Sem dúvida, até então, era a pessoa mais famosa que Lin Tailai encontrara.

Um verdadeiro “personagem indispensável” havia chegado! Lin Tailai sorriu internamente e disse:

“Não pensei que encontraria logo a famosa Ma Xianglan, cuja reputação atravessa toda a cidade. Prazer em conhecê-la! Eu, Lin Tailai, estou aqui para…”

Mas Ma Xianglan o interrompeu: “Cavalheiro, não precisa explicar. Eu entendo bem suas intenções! Já sabia que o círculo das cortesãs de Suzhou tomaria providências. Vim, em nome das colegas do salão Sul, abrir caminho.”

Sem rodeios, Lin Tailai respondeu: “Nem toda mulher vulgar pode sobreviver em Suzhou. Cumpro meu dever aqui, e o faço com quatro palavras: encontro de mentes! Meu intuito é…”

Mas Ma Xianglan não parecia interessada no discurso; tirou de pronto uma nota de prata, dizendo de modo audacioso:

“Não sou ingrata; aqui está uma pequena oferenda, aceite com gentileza! Peço, apenas, que permita que as artistas do salão Sul passem, para que sua generosidade seja conhecida em todo o sul do país. Não seria louvável?”

Falou com franqueza e ousadia, digna da maior cortesã de Jinling.

Porém, Lin Tailai, interrompido duas vezes, sentiu-se ultrajado. Queria discutir literatura, mas ela lhe oferecia dinheiro como se o insultasse!

Afinal, há tempos dizia seu nome, Lin Tailai, mas ela insistia em chamá-lo de “cavalheiro”, como se ignorasse quem era.

“Guarde seu dinheiro!”, bradou Lin Tailai. “Não sou movido por riquezas, só me interesso por literatura!”

Ma Xianglan, experiente como era, já vira de tudo: ricos e pobres, vitoriosos e derrotados, nenhum tipo de literato lhe era estranho. Para ela, aquele homem forte de longos trajes parecia tudo, menos um estudioso; mais a cara de um capanga local do que de um verdadeiro intelectual.
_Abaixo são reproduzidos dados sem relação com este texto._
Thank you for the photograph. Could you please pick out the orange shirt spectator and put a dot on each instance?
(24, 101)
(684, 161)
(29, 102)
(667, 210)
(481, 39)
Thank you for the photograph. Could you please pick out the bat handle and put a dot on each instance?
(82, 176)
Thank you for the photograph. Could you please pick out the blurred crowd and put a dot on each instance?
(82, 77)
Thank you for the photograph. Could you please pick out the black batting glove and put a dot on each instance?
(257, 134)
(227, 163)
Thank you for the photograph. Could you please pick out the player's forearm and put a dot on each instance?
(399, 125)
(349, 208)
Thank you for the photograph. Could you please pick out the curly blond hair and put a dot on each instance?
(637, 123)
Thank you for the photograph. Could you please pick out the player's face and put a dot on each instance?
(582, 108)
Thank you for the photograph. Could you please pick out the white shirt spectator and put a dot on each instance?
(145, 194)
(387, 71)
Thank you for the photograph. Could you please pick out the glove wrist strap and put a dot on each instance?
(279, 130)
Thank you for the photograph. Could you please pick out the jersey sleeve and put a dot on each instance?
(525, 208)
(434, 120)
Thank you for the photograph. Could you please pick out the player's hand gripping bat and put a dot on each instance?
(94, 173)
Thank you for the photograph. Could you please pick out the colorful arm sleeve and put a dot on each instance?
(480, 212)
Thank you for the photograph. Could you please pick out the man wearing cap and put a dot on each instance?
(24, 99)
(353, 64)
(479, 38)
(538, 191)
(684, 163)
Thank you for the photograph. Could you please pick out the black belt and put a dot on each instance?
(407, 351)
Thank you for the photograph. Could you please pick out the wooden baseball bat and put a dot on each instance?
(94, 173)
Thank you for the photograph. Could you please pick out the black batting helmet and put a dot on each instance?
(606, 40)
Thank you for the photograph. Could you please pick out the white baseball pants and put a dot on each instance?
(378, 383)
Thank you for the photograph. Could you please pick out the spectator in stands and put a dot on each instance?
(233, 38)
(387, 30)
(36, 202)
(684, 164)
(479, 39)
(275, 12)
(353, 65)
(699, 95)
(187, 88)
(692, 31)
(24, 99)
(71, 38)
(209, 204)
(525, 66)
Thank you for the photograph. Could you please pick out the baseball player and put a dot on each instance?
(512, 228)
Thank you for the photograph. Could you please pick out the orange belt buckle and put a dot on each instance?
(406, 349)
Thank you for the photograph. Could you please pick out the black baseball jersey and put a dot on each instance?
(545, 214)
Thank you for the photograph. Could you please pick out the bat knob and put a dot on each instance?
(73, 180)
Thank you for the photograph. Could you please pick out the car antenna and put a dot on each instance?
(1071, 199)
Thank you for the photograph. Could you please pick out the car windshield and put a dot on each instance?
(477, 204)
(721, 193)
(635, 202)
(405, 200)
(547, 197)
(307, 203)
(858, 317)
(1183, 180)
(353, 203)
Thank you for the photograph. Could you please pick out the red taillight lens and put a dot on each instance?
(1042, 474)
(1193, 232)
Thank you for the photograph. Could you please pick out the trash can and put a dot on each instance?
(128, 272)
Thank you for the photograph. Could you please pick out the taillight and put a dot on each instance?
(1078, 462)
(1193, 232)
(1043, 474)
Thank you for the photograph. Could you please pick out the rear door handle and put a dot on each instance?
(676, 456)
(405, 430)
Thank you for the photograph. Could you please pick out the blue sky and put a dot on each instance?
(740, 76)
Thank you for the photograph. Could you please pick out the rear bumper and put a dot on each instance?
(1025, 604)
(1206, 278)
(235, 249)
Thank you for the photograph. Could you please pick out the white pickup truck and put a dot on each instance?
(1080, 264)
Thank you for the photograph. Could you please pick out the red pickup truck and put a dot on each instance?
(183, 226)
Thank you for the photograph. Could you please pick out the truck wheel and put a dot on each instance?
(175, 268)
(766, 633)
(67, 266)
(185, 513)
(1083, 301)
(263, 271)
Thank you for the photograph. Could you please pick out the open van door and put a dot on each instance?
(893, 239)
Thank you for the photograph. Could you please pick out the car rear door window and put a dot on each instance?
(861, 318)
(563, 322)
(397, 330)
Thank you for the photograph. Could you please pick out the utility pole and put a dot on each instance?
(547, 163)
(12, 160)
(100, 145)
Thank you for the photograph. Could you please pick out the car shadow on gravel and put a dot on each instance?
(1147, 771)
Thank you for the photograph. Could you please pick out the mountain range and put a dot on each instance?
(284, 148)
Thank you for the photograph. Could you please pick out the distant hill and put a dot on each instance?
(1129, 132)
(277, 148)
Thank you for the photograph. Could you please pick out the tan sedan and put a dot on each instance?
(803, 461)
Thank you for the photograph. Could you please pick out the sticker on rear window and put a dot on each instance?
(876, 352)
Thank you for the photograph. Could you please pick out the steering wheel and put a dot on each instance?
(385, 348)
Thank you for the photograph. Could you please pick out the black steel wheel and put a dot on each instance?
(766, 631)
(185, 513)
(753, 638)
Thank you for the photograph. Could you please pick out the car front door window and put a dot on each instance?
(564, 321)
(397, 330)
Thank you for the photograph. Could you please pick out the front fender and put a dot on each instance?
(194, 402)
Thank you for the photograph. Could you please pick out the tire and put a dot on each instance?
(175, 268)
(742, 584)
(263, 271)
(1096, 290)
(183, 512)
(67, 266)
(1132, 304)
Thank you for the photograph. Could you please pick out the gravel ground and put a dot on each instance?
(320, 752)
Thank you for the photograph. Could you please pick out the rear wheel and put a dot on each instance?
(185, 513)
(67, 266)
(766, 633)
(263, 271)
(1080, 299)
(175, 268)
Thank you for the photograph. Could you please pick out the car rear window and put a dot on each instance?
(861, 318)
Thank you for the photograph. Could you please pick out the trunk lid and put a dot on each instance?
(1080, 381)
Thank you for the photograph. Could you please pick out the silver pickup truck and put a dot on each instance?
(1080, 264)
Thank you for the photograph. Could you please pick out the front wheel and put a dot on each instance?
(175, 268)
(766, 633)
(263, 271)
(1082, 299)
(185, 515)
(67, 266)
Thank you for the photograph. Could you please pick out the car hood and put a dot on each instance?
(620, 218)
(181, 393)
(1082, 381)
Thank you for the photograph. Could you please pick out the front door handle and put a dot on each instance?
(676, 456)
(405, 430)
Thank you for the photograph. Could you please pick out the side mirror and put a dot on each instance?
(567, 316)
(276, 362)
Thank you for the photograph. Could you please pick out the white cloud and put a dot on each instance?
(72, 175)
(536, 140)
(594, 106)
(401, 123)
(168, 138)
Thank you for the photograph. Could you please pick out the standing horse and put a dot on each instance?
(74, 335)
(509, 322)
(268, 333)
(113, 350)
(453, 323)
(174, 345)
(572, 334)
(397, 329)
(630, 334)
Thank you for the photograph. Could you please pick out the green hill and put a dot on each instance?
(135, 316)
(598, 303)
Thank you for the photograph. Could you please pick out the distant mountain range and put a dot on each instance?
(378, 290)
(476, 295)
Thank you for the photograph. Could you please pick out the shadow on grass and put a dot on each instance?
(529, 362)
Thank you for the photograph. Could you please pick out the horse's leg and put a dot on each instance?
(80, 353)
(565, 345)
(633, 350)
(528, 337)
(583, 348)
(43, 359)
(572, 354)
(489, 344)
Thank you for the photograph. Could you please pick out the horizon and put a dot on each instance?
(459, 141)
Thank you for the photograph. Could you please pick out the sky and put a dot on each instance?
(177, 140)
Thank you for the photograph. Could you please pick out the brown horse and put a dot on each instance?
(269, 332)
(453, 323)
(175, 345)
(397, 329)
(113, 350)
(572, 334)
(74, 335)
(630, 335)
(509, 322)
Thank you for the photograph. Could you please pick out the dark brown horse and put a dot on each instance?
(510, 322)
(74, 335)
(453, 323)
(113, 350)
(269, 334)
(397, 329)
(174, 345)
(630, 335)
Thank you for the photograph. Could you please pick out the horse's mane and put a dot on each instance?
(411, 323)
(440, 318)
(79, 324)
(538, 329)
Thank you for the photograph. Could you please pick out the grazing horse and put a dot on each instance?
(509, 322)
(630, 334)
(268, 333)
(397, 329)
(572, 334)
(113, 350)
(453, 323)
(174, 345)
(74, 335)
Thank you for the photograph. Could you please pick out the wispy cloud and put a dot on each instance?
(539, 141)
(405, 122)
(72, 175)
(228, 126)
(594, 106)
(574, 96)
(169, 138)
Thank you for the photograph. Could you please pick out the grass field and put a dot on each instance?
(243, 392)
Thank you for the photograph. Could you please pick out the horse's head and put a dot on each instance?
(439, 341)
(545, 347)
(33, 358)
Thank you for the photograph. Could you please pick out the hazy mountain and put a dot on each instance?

Recusar o dinheiro? Claro, só podia ser porque queria mais, achava a quantia pequena. Quem ele pensava que ela era, uma provinciana qualquer?

Mas Ma Xianglan não teria vindo desafiar Suzhou sem estar preparada.

“Não pensei que os bandos locais fossem tão indelicados”, disse ela, guardando a nota, com um suspiro: “O desejo humano é mesmo um poço sem fundo. Tanta ganância… quando os costumes antigos voltarão a prevalecer?”

Lin Tailai apenas suspirou em silêncio.

Por que será que as celebridades dessa época eram tão teatrais? Isso o deixava exausto. Se querem bancar o distinto, que ao menos ouçam o que os outros têm a dizer!

De repente, percebeu que quatro ou cinco dezenas de pessoas haviam descido dos barcos próximos, todos armados com bastões de madeira e falando com sotaque de Nanjing.

Sob a proteção deles, Ma Xianglan olhava para o grupo de uma dezena de homens ao lado de Lin Tailai e, confiante, declarou:

“Será que esse malfeitor local pensa que mulheres forasteiras são fáceis de intimidar? Eu mesma organizei uma coleta com as colegas de Jinling, contratando cem bravos para nos proteger em Suzhou. Trouxe cinquenta comigo, como vanguarda. Quando o velho líder Wang chegar de Nanjing, quero ver se continuarão tão arrogantes!”

Diante de uma mulher que só enxergava sua própria versão dos fatos e não parava de se autopromover, Lin Tailai já estava cansado e preferiu não responder.

Os irmãos Zhang abriram os sacos de couro que traziam, prontos para sacar as armas, dizendo a Lin Tailai:

“Patrão, bem que dissemos: para lidar com essas cortesãs famosas, só mesmo com o chicote de ferro! Falar para quê? Uma só chicotada e está resolvido!”